ImportError: cannot import name 'deep_copy'

---

## The Data <a id='data'></a>
---

Today we'll be working with data on Berkeley crime calls, courtesy of the Berkeley Police department. Take a look at the metadata [here.](https://data.cityofberkeley.info/Public-Safety/Berkeley-PD-Calls-for-Service/k2nh-s5h5)

Note: this data set has already undergone a fair amount of cleaning to format it for our purposes (e.g. extracting the longitude and latitude, removing null values, and dropping irrelevant columns). You can see the original data at the source website.

Then, run the cell below to load the data into a Table.  

### need to get out of Tables and into Pandas syntax

In [None]:
calls = pd.read_csv('data/berkeley_crime_0218.csv', index_col=0)
calls.head(5)

When working with any new data set, it's a good idea to get to know it first. Use the following cell and the information on cityofberkeley.org to answer some basic questions:
- What information does this table contain? What are the different columns?
- How large is the data set? 
- What kinds of questions could we answer using this data set?

In [None]:
# what are dimensions of dataframe
print('shape of dataframe as rows, columns is ',calls.shape)
# what are the columns
print('variables: ', calls.columns)

## Heatmap <a id='data'></a>

Let's see if we can figure out what heatmap does and why it is useful.But first, we're going to quickly review how to use folium.Map. Again, you should consult the [python visualizer](https://python-visualization.github.io/folium/quickstart.html) for a refresher in case you forget how folium works!

Plot a map of the United States again using folium.Map.

<b>Reminder</b>: It is in the order of lat, log and the larger the zoom_start is the closer the map is.

In [None]:
# First, we create a folium Map
example_map1 = folium.Map([39.83, -98.59], zoom_start=6, tiles='Stamen Toner')
example_map1

### Key Note <br> _(we need to de- Table this part as well)_

Heatmaps do not take Tables so you will need to provide a list of lat, lons, i.e. a list of lists. 

Imagine that it looks something like this: `[[lat, lon],[lat, lon],[lat, lon],[lat, lon],[lat, lon]]`. This means if you were given a Table, there are a few steps you'd have to take.

1. Make sure the lat and lon are floats.
2. Filter the Table for the correct rows and columns.

What is something else you believe you'll need to check for to make sure that Heatmap will work?

**check for missing data!**

Our data set today has already had the NaNs filtered out, but that might not be true for data you work with in the future...

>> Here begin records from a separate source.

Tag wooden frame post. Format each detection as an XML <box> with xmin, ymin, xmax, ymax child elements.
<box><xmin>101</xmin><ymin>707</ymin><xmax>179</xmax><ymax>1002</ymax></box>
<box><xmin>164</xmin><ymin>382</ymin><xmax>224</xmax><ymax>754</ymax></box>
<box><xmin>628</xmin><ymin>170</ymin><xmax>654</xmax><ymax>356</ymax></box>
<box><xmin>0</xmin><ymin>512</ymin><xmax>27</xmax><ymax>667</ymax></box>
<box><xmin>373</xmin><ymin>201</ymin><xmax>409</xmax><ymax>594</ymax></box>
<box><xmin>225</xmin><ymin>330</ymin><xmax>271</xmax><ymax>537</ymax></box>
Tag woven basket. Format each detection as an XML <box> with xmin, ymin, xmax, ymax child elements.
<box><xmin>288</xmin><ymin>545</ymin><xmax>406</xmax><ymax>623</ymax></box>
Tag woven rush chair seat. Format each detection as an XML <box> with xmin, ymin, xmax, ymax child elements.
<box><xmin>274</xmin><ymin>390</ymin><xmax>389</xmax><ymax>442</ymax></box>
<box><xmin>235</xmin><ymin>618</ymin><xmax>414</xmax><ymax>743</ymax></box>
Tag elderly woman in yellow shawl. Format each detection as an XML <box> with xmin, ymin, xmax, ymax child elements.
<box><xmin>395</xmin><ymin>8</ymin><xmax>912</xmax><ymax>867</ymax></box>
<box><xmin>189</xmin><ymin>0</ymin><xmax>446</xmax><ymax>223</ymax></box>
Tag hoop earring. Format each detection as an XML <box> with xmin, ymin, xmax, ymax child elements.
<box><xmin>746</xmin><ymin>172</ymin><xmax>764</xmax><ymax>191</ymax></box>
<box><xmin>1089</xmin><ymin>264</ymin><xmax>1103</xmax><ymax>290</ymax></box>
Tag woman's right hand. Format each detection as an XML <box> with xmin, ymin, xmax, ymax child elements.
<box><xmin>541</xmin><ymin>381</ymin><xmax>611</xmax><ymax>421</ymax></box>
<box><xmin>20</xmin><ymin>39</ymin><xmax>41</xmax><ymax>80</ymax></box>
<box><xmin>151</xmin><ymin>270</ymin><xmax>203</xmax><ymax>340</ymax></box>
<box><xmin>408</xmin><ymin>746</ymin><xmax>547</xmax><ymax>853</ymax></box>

Run the next cell to generate a set of dummy `[[lat, lon]]` pairs for the HeatMap. Don't worry about the information itself. Instead, note how the array is formatted.

In [None]:
# The first two lines generate an array of small random numbers.
# The third line adds the random numbers to the pair [48, 5] to get 100 latitude, longitude pairs near [48, 5]
data = (np.random.normal(size=(100, 2)) *
        np.array([[1, 1]]) +
        np.array([[39.83, -98.59]])).tolist()
data

Then we can plot it on the map! The function is pretty simple: 
1. Create a Heatmap using the function `Heatmap(your_lat_lon_data)`
2. Add that Heatmap to your existing map with `add_to(your_map)`

In [None]:
# Add the HeatMap to the map
HeatMap(data).add_to(example_map1)

example_map1

Play around with your new Heatmap. What is it plotting? What kinds of things would a Heatmap be useful for?

**This heatmap is plotting a set of points normally distributed around the geographic center of the 

### Try It Out

Now, try making your own Heatmap using the Berkeley PD call data. First, plot a Folium Map of the Bay Area, just like you did last week.

In [None]:
#Plot the map of Berkeley
berk_coords = [37.8716, -122.2727]
berk_map = folium.Map(berk_coords, zoom_start=13, tiles='Stamen Toner')
berk_map

Next, extract your latitude and longitude data from the `calls` Table and save each to the variables `lat` and `lon`. We want the data as a numpy array, so don't use the `select` function; instead, index the Table by the correct column (e.g. `calls["Column_I_Want"]`).

In [None]:
lat = calls['Lat']
lon = calls['Lon']
lat

We have the right data, but it isn't in the right shape: we want an array of arrays, where the first column is latitudes, the second column is longitudes, and each row is a `[lat, lon]` pair (see the example above). We can do this by:
1. **Stacking** the `lat` array on top of the `lon` array into one larger array with `np.vstack`
2. **Transposing** our stacked array so the latitude and longitude are vertical columns, not horizontal rows.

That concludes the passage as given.